If we set the pointer bit to be 0, and let memory cell 0 be NIL as in many Lisps then a memory cell initialised to 0 automatically acts as a jump to NIL, ie an end-of-list sentinel. This would work well with the use of /all as an explicit ‘dot’ – we don’t have to worry about how to represent dotted pairs, because everything is a proper list, ie a memory cell sequence terminating in 0.

But because we have terms as well, which act like type codes, we also have the option of special handling for certain low-level datatypes. Eg: we could have terms representing ‘integer’, where the next memory cell is read as a full integer, or ‘memory block’, where a whole sequence of cells could be read without being interpreted as tag-coded addresses.

(One possibility is to to take ‘jump’ and ‘term’ together as indicating ‘integer’, because it doesn’t make much sense to combine them, so an integer only takes two machine cells – pointer plus data).

CDR coding systems like this typically don’t work well with mutable data. But having the option of ‘jumps’ or ‘redirects’ which take up just one cell means that we have some options for moving data around in memory and leaving a ‘forwarding address’.

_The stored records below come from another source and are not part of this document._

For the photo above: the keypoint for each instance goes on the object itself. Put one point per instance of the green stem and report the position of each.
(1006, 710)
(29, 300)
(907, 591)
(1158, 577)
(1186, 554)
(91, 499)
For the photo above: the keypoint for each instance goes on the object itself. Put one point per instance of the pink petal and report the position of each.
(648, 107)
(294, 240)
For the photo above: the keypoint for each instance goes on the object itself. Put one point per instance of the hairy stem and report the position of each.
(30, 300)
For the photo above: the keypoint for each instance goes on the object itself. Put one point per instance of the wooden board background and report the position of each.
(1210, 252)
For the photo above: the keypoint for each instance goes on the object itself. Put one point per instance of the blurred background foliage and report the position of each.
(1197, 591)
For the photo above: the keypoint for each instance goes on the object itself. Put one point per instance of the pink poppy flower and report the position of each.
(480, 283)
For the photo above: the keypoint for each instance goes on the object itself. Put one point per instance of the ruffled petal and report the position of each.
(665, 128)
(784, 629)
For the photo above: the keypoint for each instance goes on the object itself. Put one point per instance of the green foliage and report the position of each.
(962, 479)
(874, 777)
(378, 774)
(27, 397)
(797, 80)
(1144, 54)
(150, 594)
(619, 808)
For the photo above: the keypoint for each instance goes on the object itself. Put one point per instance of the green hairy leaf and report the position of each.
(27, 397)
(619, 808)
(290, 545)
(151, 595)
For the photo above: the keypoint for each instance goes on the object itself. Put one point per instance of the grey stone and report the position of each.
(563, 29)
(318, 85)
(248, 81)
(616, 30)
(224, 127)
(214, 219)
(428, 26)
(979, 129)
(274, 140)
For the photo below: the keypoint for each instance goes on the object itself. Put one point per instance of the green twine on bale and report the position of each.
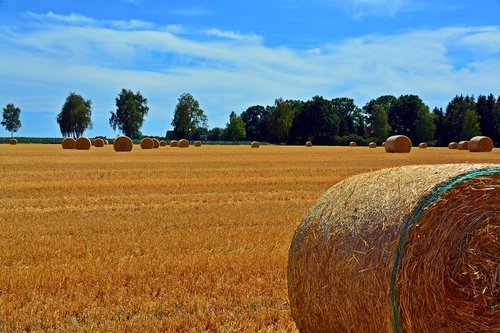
(426, 203)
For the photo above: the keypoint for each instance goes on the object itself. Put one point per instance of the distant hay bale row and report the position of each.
(406, 249)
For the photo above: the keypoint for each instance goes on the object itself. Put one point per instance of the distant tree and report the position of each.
(188, 116)
(131, 109)
(255, 123)
(75, 115)
(10, 118)
(235, 129)
(279, 120)
(379, 123)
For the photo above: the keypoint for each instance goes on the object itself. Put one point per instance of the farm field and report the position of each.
(176, 240)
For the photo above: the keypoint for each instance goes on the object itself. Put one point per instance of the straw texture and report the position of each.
(68, 143)
(123, 143)
(83, 143)
(480, 144)
(398, 144)
(407, 249)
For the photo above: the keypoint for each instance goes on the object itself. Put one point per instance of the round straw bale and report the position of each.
(480, 144)
(406, 249)
(83, 143)
(68, 143)
(123, 143)
(147, 143)
(99, 143)
(398, 144)
(183, 143)
(156, 143)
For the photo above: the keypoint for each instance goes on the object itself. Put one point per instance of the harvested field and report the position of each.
(100, 242)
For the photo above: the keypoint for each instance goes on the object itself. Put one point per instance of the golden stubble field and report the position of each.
(186, 240)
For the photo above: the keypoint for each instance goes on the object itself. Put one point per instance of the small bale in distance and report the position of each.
(83, 143)
(123, 144)
(369, 245)
(68, 143)
(99, 143)
(147, 143)
(398, 144)
(480, 144)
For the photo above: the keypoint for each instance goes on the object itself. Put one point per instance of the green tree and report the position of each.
(279, 120)
(131, 109)
(235, 129)
(188, 116)
(75, 116)
(10, 118)
(380, 125)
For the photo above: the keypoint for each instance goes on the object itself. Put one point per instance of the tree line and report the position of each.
(323, 121)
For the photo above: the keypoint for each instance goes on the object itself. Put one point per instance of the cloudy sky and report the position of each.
(232, 54)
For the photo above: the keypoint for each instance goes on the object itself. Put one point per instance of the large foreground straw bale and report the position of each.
(480, 144)
(68, 143)
(398, 144)
(123, 143)
(407, 249)
(183, 143)
(83, 143)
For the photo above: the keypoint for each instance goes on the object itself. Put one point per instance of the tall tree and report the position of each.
(254, 118)
(75, 116)
(188, 116)
(131, 109)
(279, 120)
(380, 127)
(235, 128)
(10, 118)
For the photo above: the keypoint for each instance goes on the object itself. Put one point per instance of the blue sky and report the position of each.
(233, 54)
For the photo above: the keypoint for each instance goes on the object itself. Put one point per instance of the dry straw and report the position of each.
(156, 143)
(83, 143)
(406, 249)
(123, 143)
(183, 143)
(98, 143)
(480, 144)
(68, 143)
(147, 143)
(398, 144)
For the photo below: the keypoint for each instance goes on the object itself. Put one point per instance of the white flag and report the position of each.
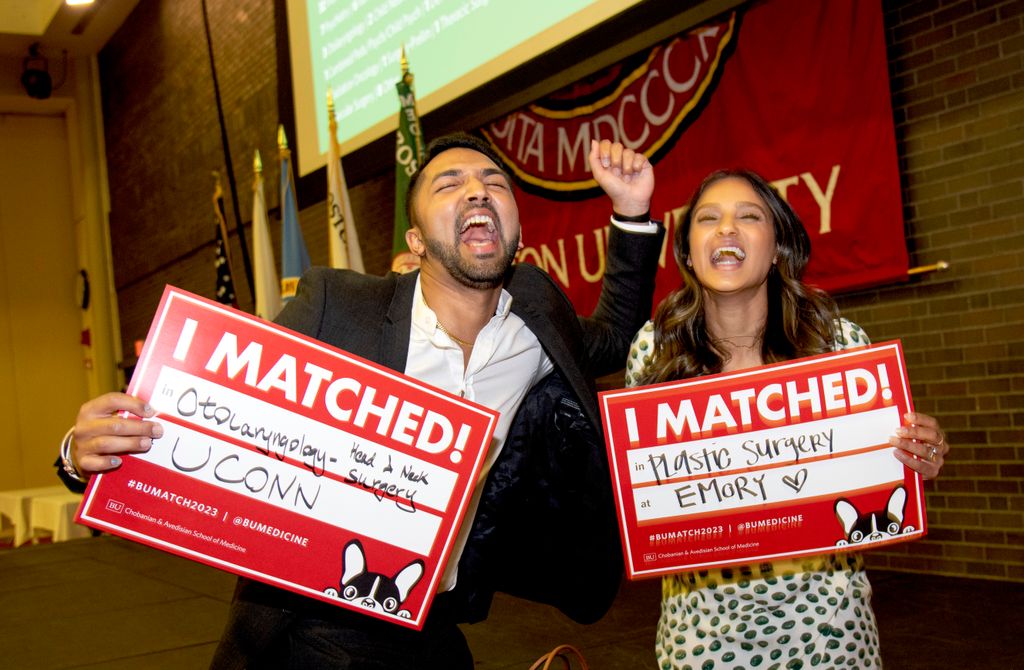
(345, 251)
(267, 287)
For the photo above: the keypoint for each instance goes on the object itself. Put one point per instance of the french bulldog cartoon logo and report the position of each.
(373, 590)
(872, 527)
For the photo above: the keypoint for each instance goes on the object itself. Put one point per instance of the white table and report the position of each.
(15, 505)
(56, 514)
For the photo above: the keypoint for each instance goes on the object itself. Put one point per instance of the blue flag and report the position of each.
(294, 257)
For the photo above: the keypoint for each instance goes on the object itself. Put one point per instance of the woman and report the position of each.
(741, 251)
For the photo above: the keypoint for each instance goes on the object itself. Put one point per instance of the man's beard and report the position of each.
(480, 274)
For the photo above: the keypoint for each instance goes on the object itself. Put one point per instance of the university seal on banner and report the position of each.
(645, 101)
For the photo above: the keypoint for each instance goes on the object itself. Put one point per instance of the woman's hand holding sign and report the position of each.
(101, 434)
(921, 445)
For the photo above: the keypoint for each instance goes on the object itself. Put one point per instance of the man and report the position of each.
(542, 521)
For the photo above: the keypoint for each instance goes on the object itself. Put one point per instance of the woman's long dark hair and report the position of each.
(801, 319)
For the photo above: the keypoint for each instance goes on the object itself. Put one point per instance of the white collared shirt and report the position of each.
(505, 363)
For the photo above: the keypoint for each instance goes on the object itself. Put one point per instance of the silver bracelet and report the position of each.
(66, 459)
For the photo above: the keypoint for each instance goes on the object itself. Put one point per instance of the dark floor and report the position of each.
(105, 602)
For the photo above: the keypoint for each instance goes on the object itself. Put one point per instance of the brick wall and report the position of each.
(956, 79)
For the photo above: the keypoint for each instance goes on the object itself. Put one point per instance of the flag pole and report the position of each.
(227, 156)
(408, 155)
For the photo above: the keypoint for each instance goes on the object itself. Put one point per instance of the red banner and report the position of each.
(796, 91)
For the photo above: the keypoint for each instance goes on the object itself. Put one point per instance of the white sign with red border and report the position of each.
(294, 463)
(775, 462)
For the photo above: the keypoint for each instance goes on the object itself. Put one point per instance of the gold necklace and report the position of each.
(456, 339)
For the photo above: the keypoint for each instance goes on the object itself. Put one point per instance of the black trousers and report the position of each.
(259, 635)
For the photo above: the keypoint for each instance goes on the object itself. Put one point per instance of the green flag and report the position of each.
(408, 154)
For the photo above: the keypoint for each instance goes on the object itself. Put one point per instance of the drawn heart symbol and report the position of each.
(798, 482)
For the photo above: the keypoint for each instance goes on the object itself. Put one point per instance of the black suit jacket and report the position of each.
(546, 527)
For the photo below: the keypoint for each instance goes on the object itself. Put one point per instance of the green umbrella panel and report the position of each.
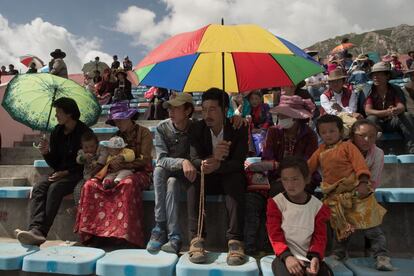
(29, 98)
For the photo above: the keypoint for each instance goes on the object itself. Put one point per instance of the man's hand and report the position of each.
(237, 121)
(337, 107)
(294, 266)
(57, 175)
(210, 165)
(262, 166)
(189, 170)
(88, 157)
(222, 150)
(116, 163)
(363, 189)
(314, 267)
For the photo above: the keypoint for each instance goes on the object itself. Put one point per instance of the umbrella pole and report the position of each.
(223, 79)
(51, 106)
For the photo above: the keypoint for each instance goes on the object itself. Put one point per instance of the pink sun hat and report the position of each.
(294, 107)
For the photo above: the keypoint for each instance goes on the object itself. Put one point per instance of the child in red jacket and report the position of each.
(296, 224)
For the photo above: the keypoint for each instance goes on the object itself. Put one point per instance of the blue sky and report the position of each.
(86, 28)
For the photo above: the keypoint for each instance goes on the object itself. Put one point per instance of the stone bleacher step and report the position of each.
(19, 155)
(8, 171)
(216, 265)
(69, 260)
(136, 262)
(13, 181)
(366, 267)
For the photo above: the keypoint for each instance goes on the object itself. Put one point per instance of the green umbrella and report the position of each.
(29, 99)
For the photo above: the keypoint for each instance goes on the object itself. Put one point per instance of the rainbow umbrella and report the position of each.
(235, 58)
(342, 47)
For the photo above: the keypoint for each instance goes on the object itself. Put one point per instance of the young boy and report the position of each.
(116, 150)
(345, 183)
(92, 158)
(296, 224)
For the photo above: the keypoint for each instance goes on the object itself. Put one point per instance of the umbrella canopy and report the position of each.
(28, 59)
(92, 66)
(29, 98)
(253, 58)
(342, 47)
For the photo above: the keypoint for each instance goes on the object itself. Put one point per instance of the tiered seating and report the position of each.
(136, 262)
(71, 260)
(12, 254)
(216, 265)
(366, 267)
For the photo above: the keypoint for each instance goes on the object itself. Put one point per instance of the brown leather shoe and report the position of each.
(32, 237)
(236, 254)
(197, 253)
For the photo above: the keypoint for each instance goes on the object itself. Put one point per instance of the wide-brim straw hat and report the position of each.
(362, 57)
(380, 67)
(294, 107)
(121, 111)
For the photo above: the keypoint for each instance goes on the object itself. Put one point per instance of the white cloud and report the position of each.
(303, 22)
(40, 38)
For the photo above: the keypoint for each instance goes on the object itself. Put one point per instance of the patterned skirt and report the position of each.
(113, 213)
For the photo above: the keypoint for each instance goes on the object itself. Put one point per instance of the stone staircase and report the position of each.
(17, 170)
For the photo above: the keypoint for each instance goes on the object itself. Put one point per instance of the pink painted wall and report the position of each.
(10, 130)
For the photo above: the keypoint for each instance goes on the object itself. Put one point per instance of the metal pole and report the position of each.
(51, 106)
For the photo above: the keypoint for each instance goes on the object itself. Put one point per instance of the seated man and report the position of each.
(386, 105)
(218, 150)
(172, 171)
(339, 98)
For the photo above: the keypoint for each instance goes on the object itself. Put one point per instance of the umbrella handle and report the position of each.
(42, 139)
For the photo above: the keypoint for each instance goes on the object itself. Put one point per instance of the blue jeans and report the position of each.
(167, 187)
(376, 238)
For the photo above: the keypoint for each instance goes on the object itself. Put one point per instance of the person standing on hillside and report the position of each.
(115, 64)
(386, 105)
(57, 66)
(127, 64)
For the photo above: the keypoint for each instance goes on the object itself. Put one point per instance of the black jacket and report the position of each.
(201, 146)
(64, 148)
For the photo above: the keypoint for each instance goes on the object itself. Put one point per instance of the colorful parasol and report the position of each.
(342, 47)
(233, 57)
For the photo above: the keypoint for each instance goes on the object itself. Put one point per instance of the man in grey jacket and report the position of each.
(173, 169)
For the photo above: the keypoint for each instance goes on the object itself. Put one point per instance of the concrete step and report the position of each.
(28, 172)
(19, 155)
(13, 181)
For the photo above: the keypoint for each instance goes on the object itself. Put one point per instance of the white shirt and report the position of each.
(298, 223)
(337, 98)
(215, 139)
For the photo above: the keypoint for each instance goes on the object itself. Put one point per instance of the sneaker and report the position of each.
(158, 238)
(32, 237)
(197, 253)
(236, 254)
(173, 245)
(383, 263)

Also, combined with immutability (which is a property several other strands of research seem to be converging  towards), such an encoding might become more useful. It’s good to know that we have this option – particularly if we wanted to use term-expressions as a mass storage or transfer format between systems – and in fact that term-expressions seem to make CDR coding more viable than it might be in pure S-expressions.